Categorical Data Structures for Technical Computing
Evan Patterson, Owen Lynch, James Fairbanks
TL;DR
This work introduces acsets, attributed C-sets, as a practical in-memory data structure that unifies graphs and data frames within a rigorous categorical framework. By viewing data as functors from finitely presented categories to Set, acsets extend C-sets with typed attributes and are implemented in Julia via Catlab, enabling automatic code generation and high performance. The authors establish that acsets form a slice category, enabling limits, colimits, and data migration operations, and support structured cospans for open systems. Empirical benchmarks show acsets rival specialized graph libraries while offering broad generality for graph-like and relational objects. The approach promises a versatile, compositional foundation for technical computing with graphs, networks, and relational data, with clear pathways for future extensions to other base categories and schema-driven data structures.
Abstract
Many mathematical objects can be represented as functors from finitely-presented categories $\mathsf{C}$ to $\mathsf{Set}$. For instance, graphs are functors to $\mathsf{Set}$ from the category with two parallel arrows. Such functors are known informally as $\mathsf{C}$-sets. In this paper, we describe and implement an extension of $\mathsf{C}$-sets having data attributes with fixed types, such as graphs with labeled vertices or real-valued edge weights.
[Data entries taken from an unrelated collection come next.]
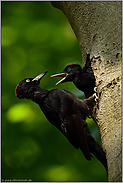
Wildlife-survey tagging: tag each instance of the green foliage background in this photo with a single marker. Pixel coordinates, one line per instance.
(37, 37)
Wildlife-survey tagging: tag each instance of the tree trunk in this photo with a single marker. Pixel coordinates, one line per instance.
(97, 26)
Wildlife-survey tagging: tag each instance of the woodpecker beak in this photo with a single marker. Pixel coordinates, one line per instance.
(37, 78)
(64, 75)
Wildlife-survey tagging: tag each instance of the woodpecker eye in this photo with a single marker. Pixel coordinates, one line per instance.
(27, 80)
(69, 69)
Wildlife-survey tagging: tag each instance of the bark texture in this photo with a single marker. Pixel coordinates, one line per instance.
(97, 26)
We call such structures "acsets," short for "attributed $\mathsf{C}$-sets." Derived from previous work on algebraic databases, acsets are a joint generalization of graphs and data frames. They also encompass more elaborate graph-like objects such as wiring diagrams and Petri nets with rate constants. We develop the mathematical theory of acsets and then describe a generic implementation in the Julia programming language, which uses advanced language features to achieve performance comparable with specialized data structures.